Kebijakan akan efektif apabila diputuskan dengan mengetahui dan memahami faktor penyebab orang mematuhi atau tidak mematuhi anjuran/himbauan atau aturan pembatasan pergerakan manusia. Asumsi jika pemerintah daerah provinsi Bengkulu mengambil kebijakan untuk membatasi pergerakan orang, maka perlu dipikirkan kemungkinan sebagian orang tidak dapat memenuhi anjuran/himbauan dan aturan tersebut.

Dilihat dari sudut pandang karakter masyarakat, pengamat sosial dari Universitas Indonesia, Devie Rahmawati menyebutkan bahwa opsi lockdown di Indonesia cenderung sulit untuk direalisasikan, apalagi jika sampai menerapkan sanksi bagi yang melanggar[4]. Ia menyebut ada tiga faktor menjadi penyebabnya, yaitu sosial, kultural dan spiritual. Secara sosial, masyarakat Indonesia adalah masyarakat yang sangat komunal, artinya memiliki ketergantungan yang sangat kuat atas kebersamaan dengan orang lain.

Secara kultural, ia menyebut bahwa masyarakat Indonesia masuk dalam kategori 'masyarakat jangka pendek' atau short term society, yang ditandai dengan jargon "kita hidup untuk hari ini." Hal ini berbeda dengan masyarakat Barat yang menurutnya masuk dalam kategori long term society, di mana warganya terbiasa menyusun langkah-langkah hidup secara sistematis. Hal inilah yang membuat konteks pengaturan masyarakat barat akan lebih mudah untuk diajak duduk bicara secara objektif, untuk memikirkan langkah-langkah ke depan dalam berbagai aspek kehidupan.

Selain itu, aspek spiritual yang sangat kuat membuat masyarakat selalu percaya bahwa akan ada kekuatan lain yang membantu mereka melampaui persoalan-persoalan yang ada, dalam hal ini bencana COVID-19. Sehingga Alih-alih menerapkan lockdown daerah  dengan sanksi, masyarakat lebih baik diberikan insentif supaya mereka tergerak untuk mau melakukan penjagaan jarak aman dari kerumunan sosial.

Selain itu perlu juga dipertimbangkan kondisi ekonomi masyarakat. Pandemi ini  hampir menghentikan aspek kehidupan sehari-hari, perdagangan dan aktivitas ekonomi lainnya. Negara bahkan harus mengucurkan dana untuk menunjang kebutuhan hidup bagi rakyatnya yang dirumahkan atau untuk mengkonstruksi fasilitas medis baru. Menurut analisis International Monetary Fund (IMF), ekonomi global bakal menyusut setidaknya 3% tahun ini karena pandemi ini, sedangkan di Indonesia, Menteri Keuangan Sri Mulyani memprediksi ekonomi Indonesia minus 0,4% tahun ini. Sejak kasus pertama Covid-19 diumumkan awal Maret 2020 lalu, data Kementerian Ketenagakerjaan mendapati bahwa sudah ada 1,5 juta orang di-PHK, sehingga faktor ekonomi menjadi salah satu sebab mengapa Masyarakat Masih Melanggar aturan dari Pemerintah.
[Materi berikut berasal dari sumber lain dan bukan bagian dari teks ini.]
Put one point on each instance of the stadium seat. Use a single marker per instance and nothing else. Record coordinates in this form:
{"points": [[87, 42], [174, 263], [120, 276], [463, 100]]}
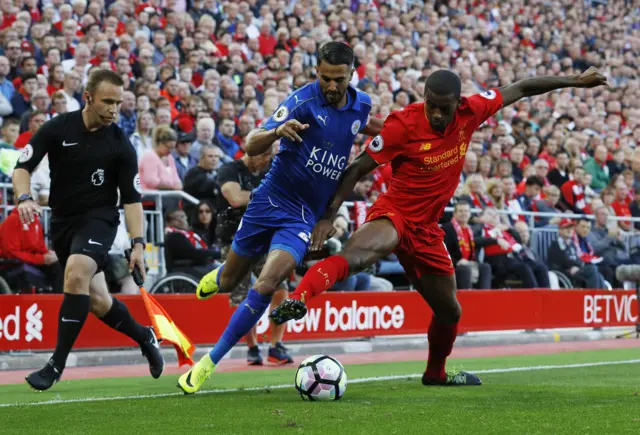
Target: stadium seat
{"points": [[22, 277], [563, 280]]}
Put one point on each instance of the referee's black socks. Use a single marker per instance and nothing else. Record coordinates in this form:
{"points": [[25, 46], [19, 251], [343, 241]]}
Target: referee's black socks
{"points": [[119, 318], [73, 312]]}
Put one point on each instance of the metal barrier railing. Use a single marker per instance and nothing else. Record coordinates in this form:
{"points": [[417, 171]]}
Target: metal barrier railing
{"points": [[541, 237], [154, 223]]}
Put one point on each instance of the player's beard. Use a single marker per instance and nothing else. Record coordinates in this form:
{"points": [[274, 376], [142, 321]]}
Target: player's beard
{"points": [[335, 97]]}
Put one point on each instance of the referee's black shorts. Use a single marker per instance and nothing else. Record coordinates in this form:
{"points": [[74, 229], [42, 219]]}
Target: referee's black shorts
{"points": [[91, 234]]}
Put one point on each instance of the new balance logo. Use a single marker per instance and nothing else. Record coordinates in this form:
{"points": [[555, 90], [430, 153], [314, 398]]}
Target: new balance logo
{"points": [[253, 310], [305, 236], [70, 320]]}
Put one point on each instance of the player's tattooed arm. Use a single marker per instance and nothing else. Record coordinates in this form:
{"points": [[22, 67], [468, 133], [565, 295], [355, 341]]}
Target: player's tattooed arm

  1. Perlunya Peraturan Daerah Penanggulangan Covid-19 di Provinsi Bengkulu

Indonesia sebagai negara hukum memiliki karakteristik mandiri, yang berarti kemandirian tersebut terlihat dari penerapan konsep atau pola negara hukum yang dianutnya. Konsep yang dianut oleh negara kita disesuaikan dengan kondisi yang ada di Indonesia yaitu Pancasila. NKRI sebagai negara hukum yang berdasarkan pada pancasila, pasti mempunyai maksud dan tujuan tertentu yaitu bertujuan untuk mewujudkan tata kehidupan negara kita sebuah negara yang aman, tentram, sejahtera, dan tertib dimana kedudukan hukum setiap warga negaranya dijamin sehingga bisa tercapainya sebuah keserasian, keseimbangan, dan keselarasan antara kepentingan perorangan maupun kepentingan kelompok (masyarkat). Konsep negara hukum pancasila artinya suatu sistem hukum yang didirikan berdasarkan asas-asas dan kaidah atau norma-norma yang terkandung/tercermin dari nilai yang ada dalam pancasila sebagai dasar kehidupan bermasyarakat.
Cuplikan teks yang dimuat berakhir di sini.